Bonsoir aujourd'hui je vais commencer a parler du dortoir médiéval,qui se situait au dessus de la salle capitulaire .Mais tout comme pour le réfectoire le sujet se fera en plusieurs partie  pour plus de compréhension.

Emplacement ordonnance et aspect

Le dortoir belle galerie bâtie au dessus de la salle capitulaire et d'un vaste bûcher sous voûte était dirigé de nord ouest en sud est .Il avait trente et une toises de long sur six et demie de large et était flanqué à l'ouest de la chapelle de Saint Clément assise dans le préau L'une de ses extrémités aboutissait en face et très près du flanc du chevet de la basilique ,l'autre atteignait l'angle formé par le point de contact du bâtiment principal des officines et du réfectoire.

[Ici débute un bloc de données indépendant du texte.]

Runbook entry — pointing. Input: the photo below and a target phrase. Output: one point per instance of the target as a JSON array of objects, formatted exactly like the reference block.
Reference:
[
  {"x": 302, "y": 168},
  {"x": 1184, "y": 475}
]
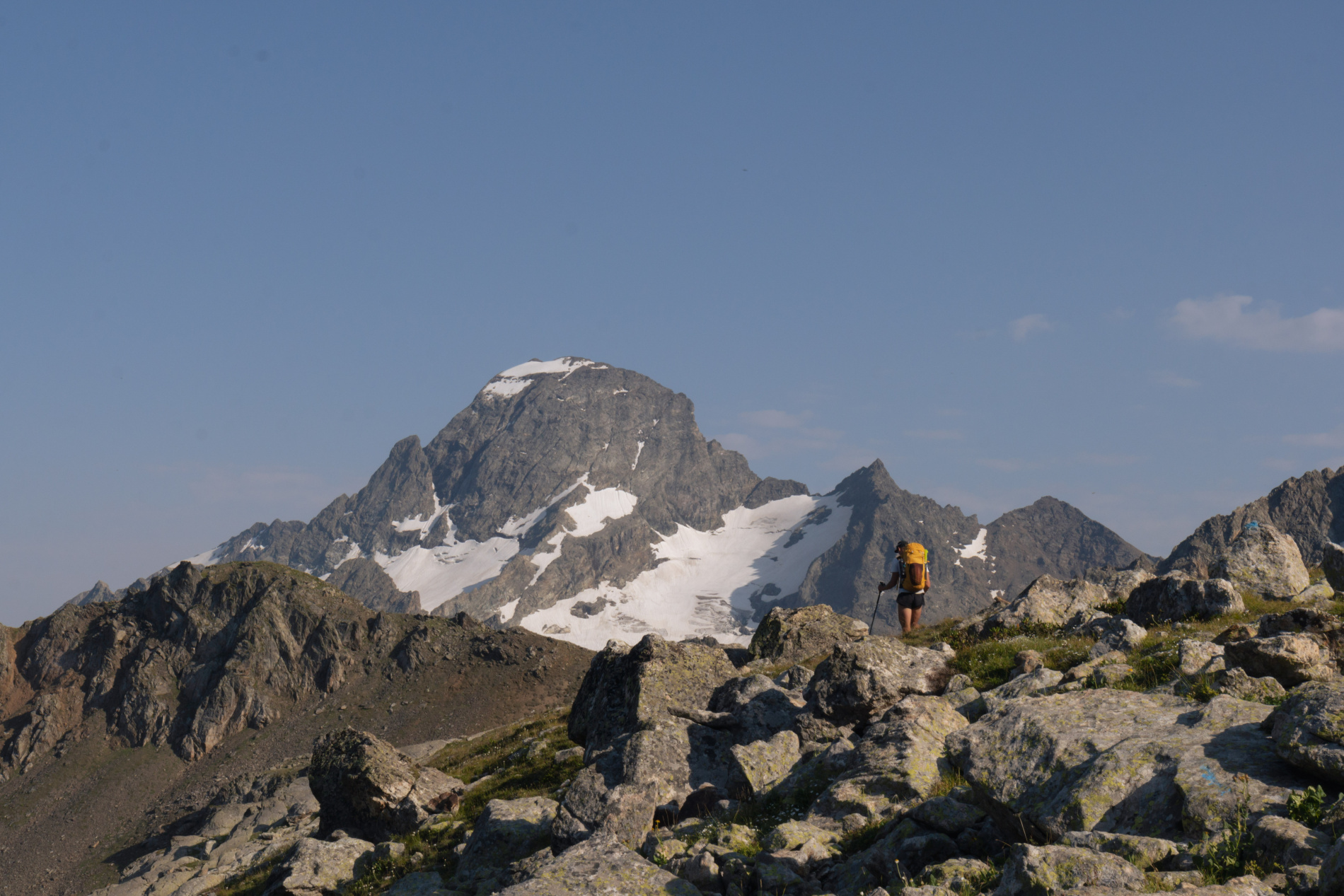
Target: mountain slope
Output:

Le dortoir de même ordonnance que le réfectoire et que les grands locaux de l'infirmerie offrait dans toute sa longueur, un rang d'arcades ogivales qui le divisaient en deux nefs Chaque nef comptait onze arcades ,dix piliers flanqués de colonnes engagées formant une ligne tracée de l'une à l'autre extrémité de la galerie ,supportaient la retombée des arceaux onze lancettes géminées ,encadrées sous la même ogive avec une rose entre leurs impostes, découpaient de chaque côté les hautes murailles dont l'une ayant vue sur l'aire appelée au XVII siècle la Platerie recevait les rayons du soleil levant,l'autre ceux du soleil couchant .Sans doute une clarté voilée inondait de reflets magiques ce sanctuaire du sommeil, car les verrières des couvents n'étaient jamais déshonorées par les vitrages incolores
de notre époque. Mais quand les panneaux des lancettes tournaient le matin sur leurs gonds,des flots d'air pur et de lumière pénétraient dans la galerie avec les senteurs des ombrages ,qui bruissaient près de ses murs, celles des gazons ,du préau et les esprits légers des fleurs qui n'ont été nulle part cultivées avec plus de soin que dans les jardins monastiques .Les heures qui précédaient l'aube et celles qui suivaient le coucher du soleil voyaient tous les jours de l'année les religieux descendre du dortoir à la basilique ou monter de la basilique au dortoir aussi communiquait-on directement de l'un à l'autre édifice.Un grand escalier partant de l'extrémité du dortoir la plus voisine de l'église et longeant la chevecerie et la cirerie où se confectionnaient les cierges ,débouchait au rez de chaussée sur le point occupé à partir du XVI siècle par le palier de la chapelle, de Saint Louis Cet escalier continuant à descendre au dessous du même palier en suivant le sens rétrograde ,allait déboucher dans la galerie nord du cloître plus basse que le sol de cette partie de la basilique. Les traces de la baie de porte qui faisait communiquer le palier avec la chapelle de Saint Louis subsistent encore dans la sacristie haute qui a remplacé cette dernière,derrière le tableau de M Garnier qui représente les funérailles du roi Dagobert et on voit dans la galerie septentrionale du cloître des nouveaux bâtiments claustraux, la porte bâtarde murée à laquelle venait aboutir après la reconstruction en 1700 l'extrémité inférieure de l'escalier.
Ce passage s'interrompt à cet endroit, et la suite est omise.